Dr. Deborah Davis, psychology professor at the University of Nevada in Reno, was called to the stand by Paul’s defense on Wednesday, one day after jurors heard a previously suppressed interview in which Paul said that he accidentally dropped the baby Rian Orr. The four-month old died of complications resulting from brain injuries nearly three years ago.

Davis says the Innocence Project has counted false confession rates as high as 25-percent in cases which someone was wrongly convicted and later exonerated of a crime.

Research studies and lab studies have also documented how and when false confessions occur.

Davis said that an individual’s tolerance, stress and anxiety level, a desire to get away or protect someone else may prompt someone to make a false confession. A person may also be confused or have a bad memory and could be convinced that they committed a crime. The interrogation technique is designed to convince a suspect that confessing is a rational decision.

For a person to falsely confess requires that they believe it to be in their self-interest. That’s from the interrogation books. It’s akin to selling a person in the Yukon air conditioning in January. It’s not good for them. They don’t need it. It’s bad for them. But they have to believe it is good for them to get them to confess.”

She said that investigators already believe that someone is guilty before interrogating them. The idea is to draw out the crucial information during the interrogation that will lead to a conviction.

Davis said what’s called the Reid Technique is the predominate standard among police officers, garnering confession rates as high as 77-percent.

You’re trying to get people to say that they did this.
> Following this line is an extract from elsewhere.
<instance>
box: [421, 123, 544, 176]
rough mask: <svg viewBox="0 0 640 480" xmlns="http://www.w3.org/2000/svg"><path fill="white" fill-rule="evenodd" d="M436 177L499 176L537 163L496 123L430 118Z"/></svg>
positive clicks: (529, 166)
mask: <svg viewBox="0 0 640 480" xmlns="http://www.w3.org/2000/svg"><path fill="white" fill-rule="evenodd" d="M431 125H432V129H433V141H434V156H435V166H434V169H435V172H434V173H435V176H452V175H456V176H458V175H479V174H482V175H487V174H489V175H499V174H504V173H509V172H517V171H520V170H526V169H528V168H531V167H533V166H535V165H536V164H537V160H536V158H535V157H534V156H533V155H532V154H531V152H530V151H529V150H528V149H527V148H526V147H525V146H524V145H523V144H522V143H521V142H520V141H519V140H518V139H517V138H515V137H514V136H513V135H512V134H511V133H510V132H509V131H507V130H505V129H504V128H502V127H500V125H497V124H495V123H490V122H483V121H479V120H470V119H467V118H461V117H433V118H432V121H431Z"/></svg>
If they’re guilty they’re more likely to say it if Reid is used on them and if they’re innocent they’re more likely to say it if Reid is used on them. It makes more difference in getting guilty people to confess than it does for innocent. But if you take a look at the difference at how likely an innocent person is to confess, (then) it can be way more than twice as likely to falsely confess.”

Some of the Reid Technique’s tactics include investigators acting like the suspect’s best friend to undermine resistance, being deceptive or lying about any evidence that investigators may have in a case, posing contrasting or alternative questions that may elicit the suspect’s explanation for the crime or offer less serious options to the person being interrogated, asking open-ended set-up questions about an outcome of a case, and making sympathetic offers to a suspect that may appear to minimize consequences.

Davis said the Reid Technique generally is not intended to create falcity or a false statement. It’s just a side effect of a subjective interrogation process.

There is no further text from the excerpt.